Diamond Jewelry Manufacturing in India
In India, the creation and use of jewelry for adornment has a tradition dating back thousands of years. Additionally, jewelry in India is used to signify status and is often seen as a source of financial security. Indian jewelers have proudly upheld and continue to pass down traditional jewelry making methods. But they have also evolved and today, they take advantage of a wide range of modern jewelry manufacturing technologies. A team from GIA visited a number of modern jewelry manufacturing companies in India in 2016. This video highlights some of what they witnessed.

Assignment 1 Release Date: 2/6/2017

Natural American Freshwater Pearls
From the unassuming rivers and lakes of America come the most sublime treasures: natural American freshwater pearls. They have been prized for centuries as evidenced by the numerous pearls found in Native American burial mounds. At one time, these treasures were more readily available, a byproduct of a once-thriving shell harvesting industry. Today there is less demand for mussel shells and many fewer shell divers. The result is that the recovery of natural pearls has become much more uncommon. In this interview, Gina Latendresse, President of the American Pearl Company, shares with us some unique and rare natural American freshwater pearls.

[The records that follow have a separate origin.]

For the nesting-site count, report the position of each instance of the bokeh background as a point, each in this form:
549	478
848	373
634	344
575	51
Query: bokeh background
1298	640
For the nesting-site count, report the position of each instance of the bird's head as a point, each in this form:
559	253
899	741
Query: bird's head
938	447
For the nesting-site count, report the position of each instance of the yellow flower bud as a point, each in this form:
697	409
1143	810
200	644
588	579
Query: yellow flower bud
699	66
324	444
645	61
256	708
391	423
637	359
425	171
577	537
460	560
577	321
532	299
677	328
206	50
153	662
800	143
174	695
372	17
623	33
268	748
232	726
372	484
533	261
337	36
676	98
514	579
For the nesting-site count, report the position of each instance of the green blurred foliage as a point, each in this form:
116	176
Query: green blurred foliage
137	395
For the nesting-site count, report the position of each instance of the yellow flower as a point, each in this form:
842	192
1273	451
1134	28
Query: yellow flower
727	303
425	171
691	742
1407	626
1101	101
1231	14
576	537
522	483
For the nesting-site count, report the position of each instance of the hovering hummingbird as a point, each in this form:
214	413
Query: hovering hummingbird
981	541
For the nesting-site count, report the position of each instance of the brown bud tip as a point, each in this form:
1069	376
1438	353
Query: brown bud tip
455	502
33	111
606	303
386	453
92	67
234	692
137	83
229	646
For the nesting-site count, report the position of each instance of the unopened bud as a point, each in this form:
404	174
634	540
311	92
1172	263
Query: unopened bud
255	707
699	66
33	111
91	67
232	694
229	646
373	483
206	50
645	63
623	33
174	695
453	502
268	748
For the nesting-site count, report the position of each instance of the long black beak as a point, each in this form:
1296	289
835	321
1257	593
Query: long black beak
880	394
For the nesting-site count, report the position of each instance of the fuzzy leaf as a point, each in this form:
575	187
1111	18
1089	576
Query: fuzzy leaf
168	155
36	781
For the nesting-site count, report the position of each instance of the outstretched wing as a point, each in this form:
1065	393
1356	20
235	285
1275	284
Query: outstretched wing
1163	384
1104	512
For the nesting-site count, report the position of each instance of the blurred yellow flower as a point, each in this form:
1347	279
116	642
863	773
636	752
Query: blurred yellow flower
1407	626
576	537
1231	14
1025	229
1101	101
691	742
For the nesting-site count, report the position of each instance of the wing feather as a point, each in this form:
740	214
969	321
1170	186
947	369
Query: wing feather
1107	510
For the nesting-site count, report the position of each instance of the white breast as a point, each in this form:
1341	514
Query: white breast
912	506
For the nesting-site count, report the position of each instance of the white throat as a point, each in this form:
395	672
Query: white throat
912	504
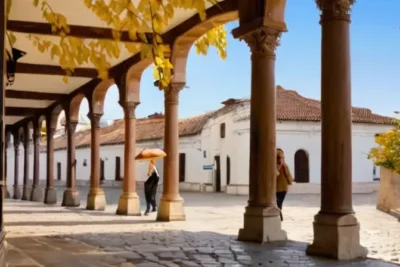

This is the first assignment in the 2017 Continuing Education Recognition Program. You will have continuous access to the entire course -- including the assignments, the GIA eLearning courses, and the multimedia archive -- until the end of the calendar year. Be sure to complete all eight assignments by December 31st, 2017 in order to receive your Continuing Education Recognition Program certificate.